The consequences of their failure “have grave and sometimes fatal implications for the lives of real patients,” Fishbein said at a hearing before a panel of scientists at the independent Institute of Medicine. The Institute was asked by NIH to review the Uganda study.

NIH’s No. 2 infectious disease official, Dr. H. Clifford Lane, said there were record keeping problems with the study and that it failed to meet some required U.S. standards. But, he said, using single doses of the drug is safe and is saving lives in Africa.

“While some of the technical aspects of reporting could have been better, the overall conclusions remain valid that single doses of nevirapine given to the mother during labor and given to the child shortly after birth were safe and could reduce the spread of HIV disease from mother to baby,” Lane said.

Fishbein did not draw any conclusions about whether nevirapine is a safe or effective drug. Instead, he discussed a number of problems with the practices of the researchers involved in the study. He cited shoddy data collection, record-keeping and quality control issues.

Because of those concerns, he said, the results of the study could not be trusted. “We can ill afford to entrust the lives of people to invalid data,” Fishbein said.

Nevirapine is an antiretroviral drug used since the 1990s to treat adult AIDS patients and is known to have potentially lethal side effects like liver damage when taken in multiple doses over time.

New concerns have surfaced more recently that nevirapine also may cause long-term resistance in patients to further AIDS treatments. It is marketed in the United States as Viramune.

The hearing marked Fishbein’s first public testimony since a series of articles by The Associated Press detailing problems with the project.

Fishbein, who is fighting a decision by NIH to fire him, is one of several employees at the government’s premier health research agency to question the Uganda study. It involved giving nevirapine to pregnant women and their babies to prevent HIV transmission.

Fishbein, an expert hired by NIH to improve agency research practices, said top officials at NIH became “so heavily invested in the (Uganda) trial’s outcome” that they could not be objective. “The old adage ’garbage in, garbage out’ is apt,” he testified.

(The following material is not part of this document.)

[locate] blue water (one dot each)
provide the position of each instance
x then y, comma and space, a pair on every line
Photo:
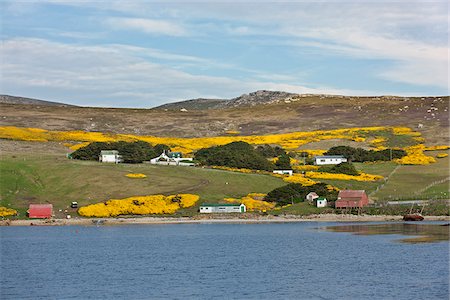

Fishbein told NIH’s AIDS research chief in 2003 that the Uganda study should not be resumed. The agency had stopped the research for 15 months after auditors, medical experts and others disclosed problems with the project.

The concerns were dismissed, and the clinics reopened.

Documents show NIH knew of problems with the study in early 2002, but did not tell the White House before President Bush launched a $500 million plan that summer to use nevirapine throughout Africa.

Fishbein says he’s being fired as retaliation for speaking out, but the agency says he’s being terminated because of poor performance during his probation period.